I think it does. My initial project was an attempt to help people under age 40 better articulate their faith so that they would be able to have conversations about faith with their non-believing peers. This is my attempt to take a little slice at addressing the "Rise of the Nones," the increasing number of people -- especially Gen Xers and Millennials -- who are not engaged with or interested in Christianity or church. My thought was that conversations with friends who do believe can offer insight and connection to faith for those who do not profess any faith.
And the project worked. Everyone who participated in it had a conversation about faith with someone they knew who did not share their faith. But more than that, it awoke people's interest in and passion for Christ. The participants were energized to be more engaged with their congregation, to take leadership roles, to explore new vocations.
So I expanded it into the parish. I trained five leaders who facilitated these same conversations for more than forty parishioners. And some of them experienced the same new energy and enthusiasm. Twenty of them wanted to do a second round, which we dubbed Speaking Our Faith 2.0. And last Saturday, twenty people gathered for a Speaking Our Faith retreat day. People are hungry for a safe space to talk about faith, work out what they really believe, and find others to travel the journey with them.
So I think Speaking Our Faith has legs. And as I try to discern how to share this work with the wider church, I am working on my "elevator speech" about it. I've printed it below, and I'd love to get your feedback. What do you think? What do you want to know more about? What questions do you have? What challenges you? What inspires you? Where do you think this should go next?
Let's have a conversation. A conversation about conversations about faith.
The Elevator Speech
Speaking Our Faith is a process of facilitated conversations about faith, designed to help people under age 40 sort out and articulate their faith, and to lead them to craft a statement of faith that works for them at this moment in their lives. The thought is that they then become better able to speak about faith with their peers who do not share their faith.
In the Episcopal Church we have a strong cultural bias against speaking about faith. We don't teach it, we don't preach it, and it's not in our DNA. This bias has hamstrung all the evangelical programs of the past 30 years (remember the "Decade of Evangelism"?). What I learned in my research is that people need to begin to articulate to themselves what they believe before they can begin to say anything to anyone else about faith.

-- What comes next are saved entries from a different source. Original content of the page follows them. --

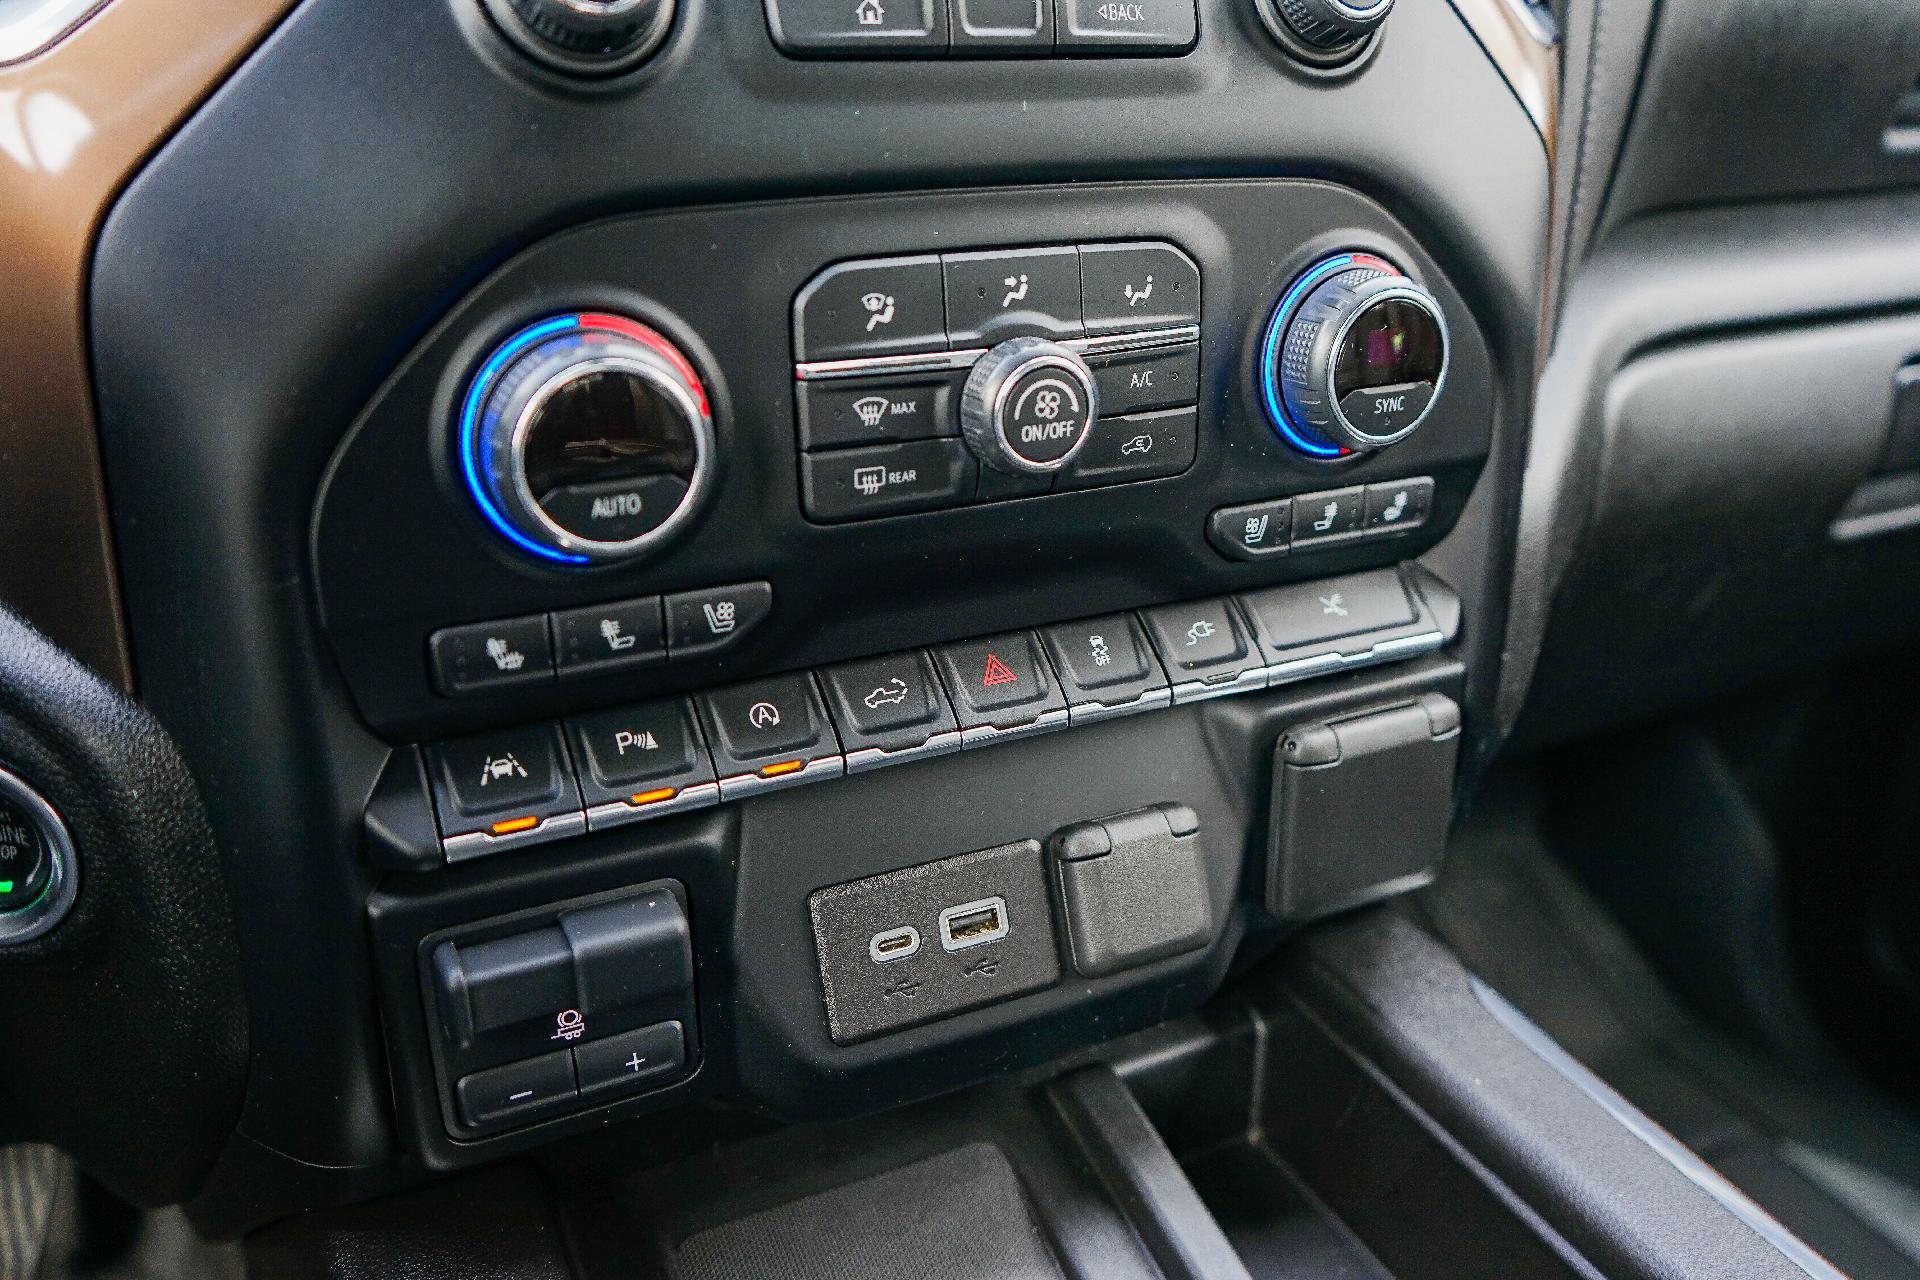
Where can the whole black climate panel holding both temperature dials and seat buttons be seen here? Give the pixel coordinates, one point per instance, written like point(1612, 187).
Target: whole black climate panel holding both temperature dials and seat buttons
point(900, 421)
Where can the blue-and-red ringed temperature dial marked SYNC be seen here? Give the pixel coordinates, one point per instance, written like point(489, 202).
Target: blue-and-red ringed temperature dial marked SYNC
point(1355, 358)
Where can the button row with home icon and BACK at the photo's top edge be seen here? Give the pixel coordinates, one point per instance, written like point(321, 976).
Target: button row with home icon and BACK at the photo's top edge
point(982, 28)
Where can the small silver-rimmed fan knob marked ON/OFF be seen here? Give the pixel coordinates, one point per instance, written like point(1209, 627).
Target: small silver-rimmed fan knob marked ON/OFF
point(1028, 408)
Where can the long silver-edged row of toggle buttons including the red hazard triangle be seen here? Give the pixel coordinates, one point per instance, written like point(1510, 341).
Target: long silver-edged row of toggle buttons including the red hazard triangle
point(544, 782)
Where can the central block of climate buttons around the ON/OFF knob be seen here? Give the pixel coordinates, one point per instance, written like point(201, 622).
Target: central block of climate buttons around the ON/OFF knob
point(955, 379)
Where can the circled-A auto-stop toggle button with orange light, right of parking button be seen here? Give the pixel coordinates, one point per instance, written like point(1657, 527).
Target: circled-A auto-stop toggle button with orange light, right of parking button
point(769, 732)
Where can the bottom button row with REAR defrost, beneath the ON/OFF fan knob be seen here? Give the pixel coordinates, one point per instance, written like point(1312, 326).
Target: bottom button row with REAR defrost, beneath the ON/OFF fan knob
point(934, 475)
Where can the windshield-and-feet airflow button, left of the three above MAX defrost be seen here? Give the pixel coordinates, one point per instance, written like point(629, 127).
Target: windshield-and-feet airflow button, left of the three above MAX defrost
point(873, 308)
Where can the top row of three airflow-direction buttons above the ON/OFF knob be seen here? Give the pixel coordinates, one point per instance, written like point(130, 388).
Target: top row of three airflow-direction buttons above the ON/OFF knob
point(940, 302)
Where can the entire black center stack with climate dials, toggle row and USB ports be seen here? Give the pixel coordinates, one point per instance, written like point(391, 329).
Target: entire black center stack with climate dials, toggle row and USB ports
point(794, 561)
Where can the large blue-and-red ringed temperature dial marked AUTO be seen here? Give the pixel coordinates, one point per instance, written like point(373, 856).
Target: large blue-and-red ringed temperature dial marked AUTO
point(587, 440)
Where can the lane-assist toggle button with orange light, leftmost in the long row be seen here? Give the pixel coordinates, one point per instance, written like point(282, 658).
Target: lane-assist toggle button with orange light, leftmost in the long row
point(508, 786)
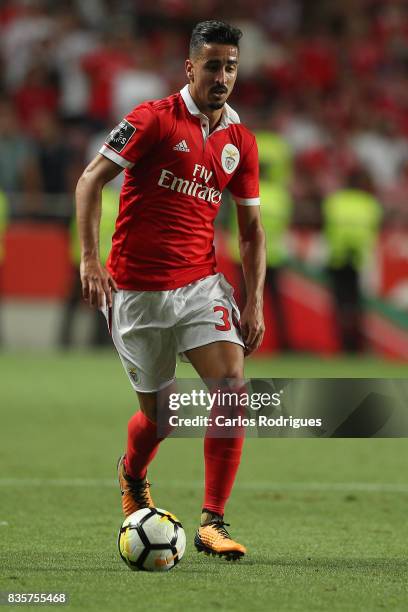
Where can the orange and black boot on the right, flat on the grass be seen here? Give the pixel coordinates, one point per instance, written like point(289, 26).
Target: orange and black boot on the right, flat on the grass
point(214, 539)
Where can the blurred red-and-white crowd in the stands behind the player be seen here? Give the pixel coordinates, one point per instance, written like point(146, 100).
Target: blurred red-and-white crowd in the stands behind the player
point(329, 78)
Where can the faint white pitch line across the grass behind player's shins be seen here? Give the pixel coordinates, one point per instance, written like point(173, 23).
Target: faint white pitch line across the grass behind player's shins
point(366, 487)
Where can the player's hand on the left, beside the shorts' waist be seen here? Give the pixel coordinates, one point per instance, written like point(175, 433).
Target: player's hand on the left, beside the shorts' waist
point(97, 284)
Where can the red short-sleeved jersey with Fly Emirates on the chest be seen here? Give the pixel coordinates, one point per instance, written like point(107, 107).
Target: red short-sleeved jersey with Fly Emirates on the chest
point(175, 174)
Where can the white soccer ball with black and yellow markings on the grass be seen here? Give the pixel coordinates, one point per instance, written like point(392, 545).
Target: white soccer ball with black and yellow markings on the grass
point(152, 540)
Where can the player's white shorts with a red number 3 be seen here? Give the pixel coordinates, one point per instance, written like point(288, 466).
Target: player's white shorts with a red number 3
point(149, 328)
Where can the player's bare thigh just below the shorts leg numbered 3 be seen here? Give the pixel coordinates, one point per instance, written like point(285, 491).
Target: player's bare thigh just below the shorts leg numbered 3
point(218, 361)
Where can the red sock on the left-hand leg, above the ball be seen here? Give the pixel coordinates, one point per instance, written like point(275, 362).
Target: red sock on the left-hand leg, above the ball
point(142, 445)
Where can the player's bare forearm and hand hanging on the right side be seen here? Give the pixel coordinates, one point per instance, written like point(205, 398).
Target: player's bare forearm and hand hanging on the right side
point(253, 258)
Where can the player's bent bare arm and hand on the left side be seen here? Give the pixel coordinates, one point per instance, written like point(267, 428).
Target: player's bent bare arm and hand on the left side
point(97, 283)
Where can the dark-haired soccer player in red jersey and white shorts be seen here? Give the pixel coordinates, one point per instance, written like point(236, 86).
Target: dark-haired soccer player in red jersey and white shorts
point(160, 287)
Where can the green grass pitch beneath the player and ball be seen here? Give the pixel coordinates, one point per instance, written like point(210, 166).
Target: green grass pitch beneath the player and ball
point(324, 520)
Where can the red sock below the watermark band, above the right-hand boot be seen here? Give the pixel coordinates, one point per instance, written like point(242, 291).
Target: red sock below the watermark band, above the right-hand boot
point(222, 458)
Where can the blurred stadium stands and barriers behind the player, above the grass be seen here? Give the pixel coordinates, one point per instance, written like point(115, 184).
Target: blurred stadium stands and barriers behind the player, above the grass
point(323, 84)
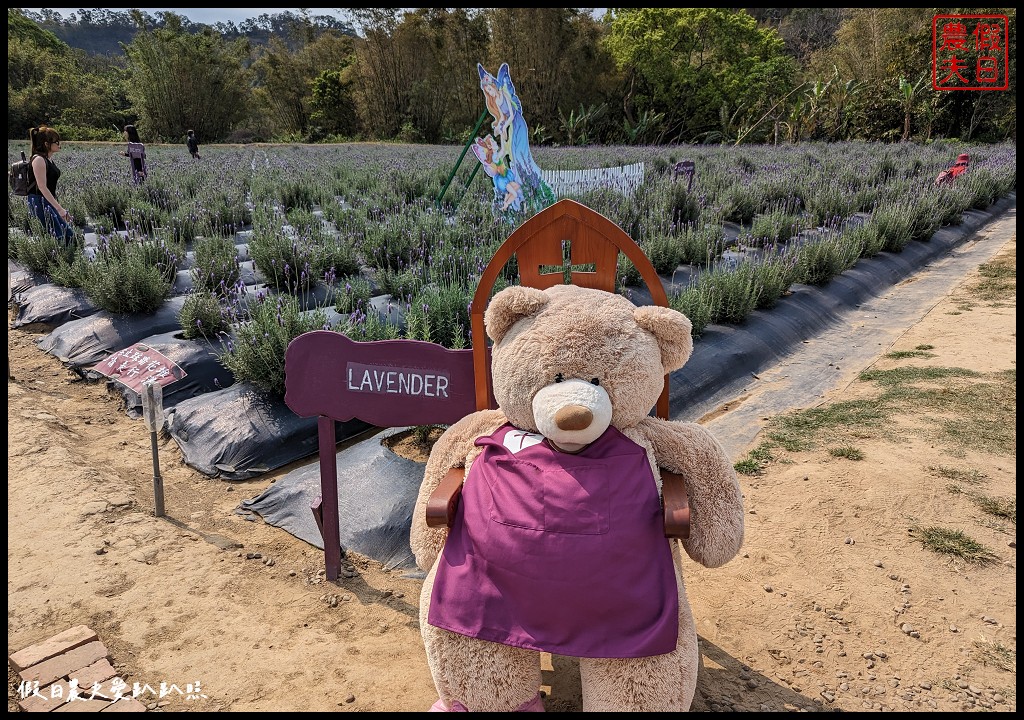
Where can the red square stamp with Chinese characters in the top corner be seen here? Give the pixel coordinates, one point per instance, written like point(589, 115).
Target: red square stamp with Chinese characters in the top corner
point(970, 53)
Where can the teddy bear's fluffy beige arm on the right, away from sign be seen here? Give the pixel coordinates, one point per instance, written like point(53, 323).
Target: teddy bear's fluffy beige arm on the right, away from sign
point(716, 503)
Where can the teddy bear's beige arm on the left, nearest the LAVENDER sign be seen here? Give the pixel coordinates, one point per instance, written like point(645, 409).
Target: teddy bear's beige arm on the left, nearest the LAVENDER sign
point(451, 451)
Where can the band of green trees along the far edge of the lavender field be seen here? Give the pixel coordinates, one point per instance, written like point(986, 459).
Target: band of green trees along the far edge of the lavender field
point(644, 76)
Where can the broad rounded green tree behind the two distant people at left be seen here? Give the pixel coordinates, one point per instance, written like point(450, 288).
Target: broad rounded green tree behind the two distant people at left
point(180, 80)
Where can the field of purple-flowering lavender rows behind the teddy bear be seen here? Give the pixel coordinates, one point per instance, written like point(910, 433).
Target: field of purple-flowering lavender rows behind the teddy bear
point(254, 245)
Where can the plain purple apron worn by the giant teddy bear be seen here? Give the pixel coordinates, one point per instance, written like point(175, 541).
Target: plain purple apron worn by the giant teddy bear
point(561, 554)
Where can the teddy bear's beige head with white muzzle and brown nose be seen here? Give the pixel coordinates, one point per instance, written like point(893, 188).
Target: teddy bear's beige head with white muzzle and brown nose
point(568, 362)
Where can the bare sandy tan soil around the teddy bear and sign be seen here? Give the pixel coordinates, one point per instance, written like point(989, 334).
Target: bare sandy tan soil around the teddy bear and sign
point(832, 605)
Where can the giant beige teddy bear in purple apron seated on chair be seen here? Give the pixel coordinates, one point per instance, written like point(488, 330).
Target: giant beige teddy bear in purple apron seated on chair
point(559, 541)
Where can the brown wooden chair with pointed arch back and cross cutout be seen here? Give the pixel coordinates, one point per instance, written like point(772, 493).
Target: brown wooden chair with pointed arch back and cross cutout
point(539, 247)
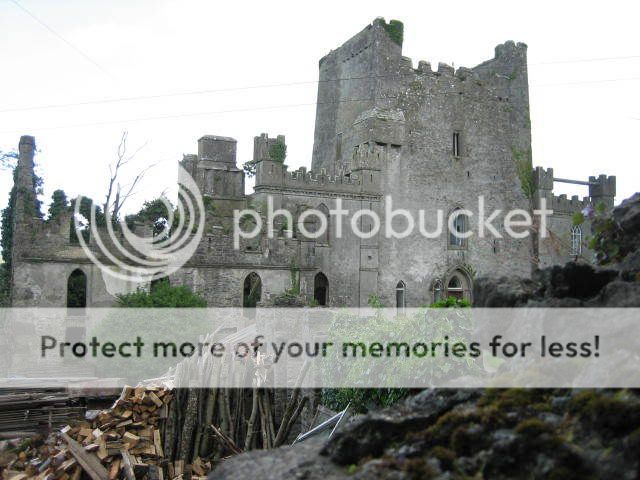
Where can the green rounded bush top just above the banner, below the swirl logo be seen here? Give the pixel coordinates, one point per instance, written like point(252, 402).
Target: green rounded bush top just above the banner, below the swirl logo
point(162, 295)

They need to have conversations in a safe space to ask questions, proffer their own theology, work out what they can and cannot say about God at this point in their lives, and begin to think about how they might speak about faith outside of this safe space.
In practice -- as I expanded it beyond the research group to 40 or more of my parishioners across all age groups -- this process has helped a wide range of people in my congregation deepen their spiritual lives, get better connected to people within the parish, and begin to be able to offer testimony -- whether that testimony is in a homily at our Vesper service on Sunday evenings, or in conversations with friends and family.
While I specifically designed this program to work with post-Boomers (GenX and Millennials) of faith, it also has proven compelling for people outside these generations (Boomers and Builders). However, my main interest and emphasis is helping to build competency in speaking about faith in believing Episcopal Christians under age 50. These are the generations absenting themselves from church, and because people in these generations build their understanding of faith in large part through conversations with friends (Robert Wuthnow's research on this is compelling), we need to help post-Boomers develop the skills to share their faith with their peers who are "going missing" from Christianity.